Closed guvenc closed 2 years ago
The mellanox bug talks about a workaround:
The option we are considering - explicitly disable the CQE compression if rx_burst_vec is engaged
So tried to start dp_service by passing the following parameters to mlx5 DPDK driver:
dp_service -l 0,1 -a 03:00.0,class=rxq_cqe_comp_en=0,rx_vec_en=1 -a 03:00.1,class=rxq_cqe_comp_en=0,rx_vec_en=1 --
This causes the VFs not to be created in dp_service so this doesn't seem to help.
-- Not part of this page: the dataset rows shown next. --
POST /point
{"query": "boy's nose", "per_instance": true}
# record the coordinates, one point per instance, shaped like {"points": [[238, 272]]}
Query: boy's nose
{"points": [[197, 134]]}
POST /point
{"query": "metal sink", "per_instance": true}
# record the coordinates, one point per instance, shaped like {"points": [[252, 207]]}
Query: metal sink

Relevant documentation: https://doc.dpdk.org/guides/nics/mlx5.html#rx-burst-functions https://doc.dpdk.org/guides/nics/mlx5.html#driver-options
After a long debug session of the dpdk mlx5 driver, figured out the way how the workaround can be applied to our environment. For ARM-Based Bluefield-2 Cards, which do not really have real VFs in our use case but only one VF-like representor port of the baremetal server. The following needs to be added to dp_service parameters: Special "VF like" representor port of the Bluefield-2 card is indexed in mlx5 driver as "-1"
-a 0000:03:00.0,class=rxq_cqe_comp_en=0,rx_vec_en=1,representor=pf[0]vf[-1]
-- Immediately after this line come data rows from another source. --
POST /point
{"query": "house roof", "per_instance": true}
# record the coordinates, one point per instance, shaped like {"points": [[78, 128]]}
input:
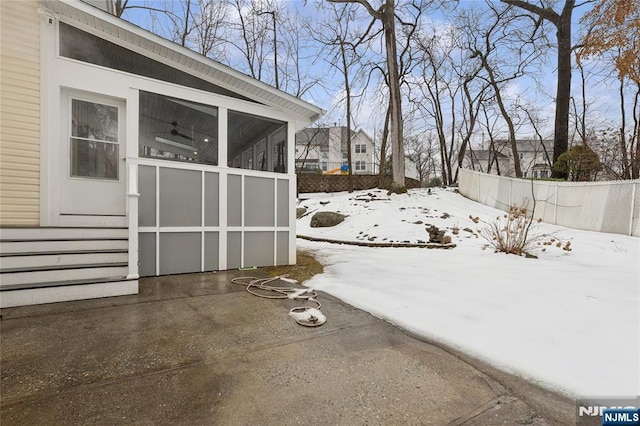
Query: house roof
{"points": [[118, 31], [528, 145], [485, 154]]}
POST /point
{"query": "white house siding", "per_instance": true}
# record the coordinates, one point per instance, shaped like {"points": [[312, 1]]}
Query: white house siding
{"points": [[20, 113]]}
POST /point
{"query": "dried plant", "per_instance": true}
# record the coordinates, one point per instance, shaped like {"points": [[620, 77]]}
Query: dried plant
{"points": [[513, 232]]}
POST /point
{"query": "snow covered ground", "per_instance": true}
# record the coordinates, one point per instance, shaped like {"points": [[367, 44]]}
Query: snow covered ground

For Hypervisor use cases on intel platform (Depending on PCI Bus and number of VFs, this line might change)
-a 0000:8a:00.0,class=rxq_cqe_comp_en=0,rx_vec_en=1,representor=pf[0]vf[1] -a 0000:8a:00.1,class=rxq_cqe_comp_en=0,rx_vec_en=1
After applying these parameters to mlx5 driver, the crash was under same conditions not observable anymore.
Mellanox workaround implemented with #70 This can not be fixed in dp-service.
dp_service may crash when iperf3 sends/receives not offloaded traffic greater than 7 Gbits. This is due to a bug in dpdk mellanox driver documented here: https://bugs.dpdk.org/show_bug.cgi?id=334
Needs an investigation whether a workaround provided by Mellanox can be used.